Given the important caveats, problems, and difficulties surrounding astrology, there is a small but vocal minority that believe that astrology is and will be a major and accepted instrument in the psychotherapist's toolbox in the years to come. Psychologist and cultural historian Richard Tarnas suggests that psychology textbooks of future generations will look back on modern psychologists working without the aid of astrology as being like medieval astronomers working without the aid of a telescope. (2) Similarly, scientists sympathetic to astrology believe that astrology will eventually become to be accepted as the qualitative grammar or language of the human condition. These are large and bold claims, particularly if one acknowledges the current status of astrology in the mind's of conventional wisdom as being a somewhat unsophisticated game of fortune-telling, praying on the worst of human potentials. However, astrology has benefited greatly from its synthesis with modern psychology. Combining forces with many modern psychological theories, astrology has reached a fuller maturity, growing from being an undeveloped prognostic game to becoming a very sophisticated map of the human psyche. The following are examples of some powerful unions between astrology and insights of psychology.

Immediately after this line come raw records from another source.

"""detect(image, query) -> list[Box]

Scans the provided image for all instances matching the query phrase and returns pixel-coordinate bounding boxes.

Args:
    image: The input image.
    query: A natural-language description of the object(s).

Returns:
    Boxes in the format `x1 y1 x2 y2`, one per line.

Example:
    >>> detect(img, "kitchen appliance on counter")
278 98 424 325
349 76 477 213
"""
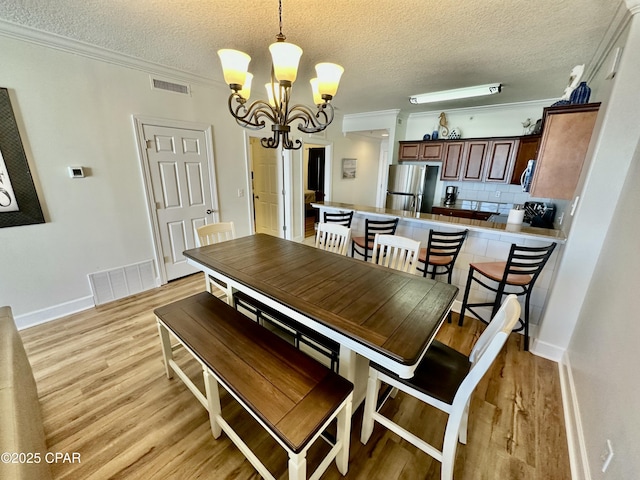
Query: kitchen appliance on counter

A map of psychological complexes, subpersonalities, and COEX systems

Psychological theories with a more humanistic inclination have often seen the personality as a dynamic system that accounts for multiple inner voices, each asserting their own demands, behaviors, feelings, and desires on a core self, or ego. This "inner congress" has received multiple treatments, from Robert Assagioli's "subpersonalities," Carl Jung's complexes, and Stan Grof's COEX systems. The common denominator between all of these theories is that, at core, these divisions of the psyche are wedded to something "transpersonal"-to something beyond the "skin-encapsulated" ego. Astrologers such as Liz Greene suggest that the astrological birth chart is a map of these islands in the psyche. Thus, as astrology suggests that these complexes and subpersonalities are "psychoid"-bridging both matter and mind, external and internal experience-these building blocks of one's psychology has an external referent in the coordinates of the solar system.

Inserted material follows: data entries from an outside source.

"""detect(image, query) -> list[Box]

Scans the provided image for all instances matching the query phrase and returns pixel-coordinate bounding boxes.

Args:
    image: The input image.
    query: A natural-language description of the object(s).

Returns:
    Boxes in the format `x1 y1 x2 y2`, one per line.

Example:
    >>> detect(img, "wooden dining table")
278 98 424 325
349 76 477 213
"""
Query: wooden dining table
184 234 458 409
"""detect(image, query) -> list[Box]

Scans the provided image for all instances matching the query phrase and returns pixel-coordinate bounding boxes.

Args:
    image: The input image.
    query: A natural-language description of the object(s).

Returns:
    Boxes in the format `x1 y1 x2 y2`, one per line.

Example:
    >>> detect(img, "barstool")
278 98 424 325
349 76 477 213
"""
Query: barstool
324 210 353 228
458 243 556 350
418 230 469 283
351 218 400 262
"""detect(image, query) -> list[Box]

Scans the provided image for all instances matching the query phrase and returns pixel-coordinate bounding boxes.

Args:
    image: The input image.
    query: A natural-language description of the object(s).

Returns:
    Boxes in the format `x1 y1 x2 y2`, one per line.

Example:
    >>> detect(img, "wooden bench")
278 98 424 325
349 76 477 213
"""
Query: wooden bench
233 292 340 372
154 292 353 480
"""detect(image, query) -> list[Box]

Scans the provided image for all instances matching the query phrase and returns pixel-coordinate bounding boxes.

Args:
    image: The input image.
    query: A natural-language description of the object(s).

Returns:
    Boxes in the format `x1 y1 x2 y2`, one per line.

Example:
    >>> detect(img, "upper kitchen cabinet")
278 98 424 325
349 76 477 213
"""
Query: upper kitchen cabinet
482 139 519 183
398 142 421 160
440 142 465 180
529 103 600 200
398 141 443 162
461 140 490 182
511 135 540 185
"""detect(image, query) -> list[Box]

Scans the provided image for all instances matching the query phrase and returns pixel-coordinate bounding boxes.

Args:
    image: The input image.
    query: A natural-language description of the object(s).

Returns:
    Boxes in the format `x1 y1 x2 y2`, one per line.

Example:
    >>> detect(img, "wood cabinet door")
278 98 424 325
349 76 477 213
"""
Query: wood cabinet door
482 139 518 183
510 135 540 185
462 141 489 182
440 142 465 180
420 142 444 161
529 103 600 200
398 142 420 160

A tool for transference and countertransference issues

The birth chart and predictive astrology lays claim to be a map of the "total self," and not just the conscious or integrated aspects of the psyche. As such, astrology claims to enlighten one to possible disowned, split-off, or otherwise unidentified parts of one's self that have been put into the unconscious. Some psychologists and psychotherapists using the birth chart as a tool assume one of its great applications is to see what is possibly being transferred by a client or "countertransferred" from a therapist onto a client.